Apresentados estes dados sobre o tamboril e a respectiva foto, devo
explicar o motivo que me obrigou a encarar este ser feioso - foi o Óscar.
Estava o Óscar sossegadamente a pescar gorazes quando sente um violento
puxão na cana. Pela intensidade e tipo de puxão não poderia ser nem congro e
muito menos goraz. Começa a içar e sente uma força descomunal. Lentamente vai
conseguindo trazê-lo quase até a superfície, com muito esforço físico, do
carreto e da cana. Esta vergava e rangia e o carreto parava. Pede com urgência
o bicheiro pois era peixe de respeito. O Malheiro procura vislumbrar a “coisa” e
brada.
- É uma pedra…larga, castanha…
O Óscar, desesperado, vai afirmando e repetindo que é um peixe, pois
debatia-se.
- É um peixe, mas esquisito – já dizia o Malheiro que não parava de olhar
e de tentar perceber o que ali vinha.
Mais um esforço em força do Óscar e a cana parte e o fio também. É lá se
foi o peixe, que era nada mais nada menos que um enorme tamboril, com um metro
de comprimento e por relação, com provavelmente 30 quilos de peso.

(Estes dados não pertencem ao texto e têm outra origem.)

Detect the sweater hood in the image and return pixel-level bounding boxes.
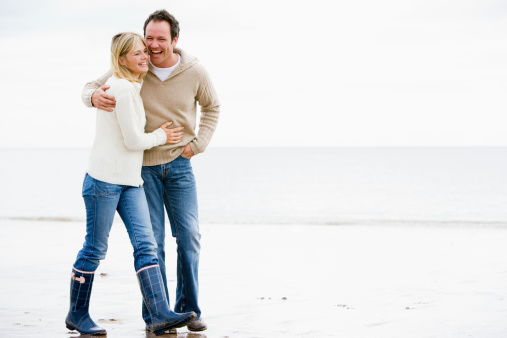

Pena nossa, lamentos repetidos do Óscar, felicidade para o peixe. Era
feioso, mas tem fama de gostoso. A sua carne é divinal. Não há quem não aprecie
arroz de tamboril.
5. De dieta em dieta
Segundo tinha dito o Cheta, neste dia o tacho seria carne assada, comprada num restaurante (na modalidade Wok). Preferia gastar um pouco mais de dinheiro e não ter de se aborrecer com alguém, que não apreciasse a comida elaborada pela sua esposa, às vezes com autênticas ofensas.
Vitela assada
Eu, porém estava de dieta, cada vez mais frequentes, infelizmente. Disse portanto ao Cheta que não iria comer da comida dele. Ora, o Cheta quase se zangou comigo. Entendeu, que era uma rejeição e sentiu -se ultrajado. Tive de lhe explicar que não se tratava de tal atitude da minha parte. Impensável. O médico é que foi peremptório. Assim, eu comi uma sandes de pão de centeio com uma fatia seca de peito de frango, mais uma alface sem molho. A acompanhar um sumo natural e nada de vinho, café e whisky. Vida dura a de um setentista. Os meus colegas regalaram-se com a vitela assada. Ainda bem.
6. Dia longo
Cheguei a casa às 20h30.
Ainda me esperava a tarefa de congelar o peixe, amanhar um goraz para
segunda-feira, tomar banho, comer uma sopa de legumes e maçã cozida, programar
as tarefas do dia seguinte…e só então…uma caminha onde fiquei como um urso. Foram
só 19 horas de actividade (das 04h00 da manhã até às 23h00).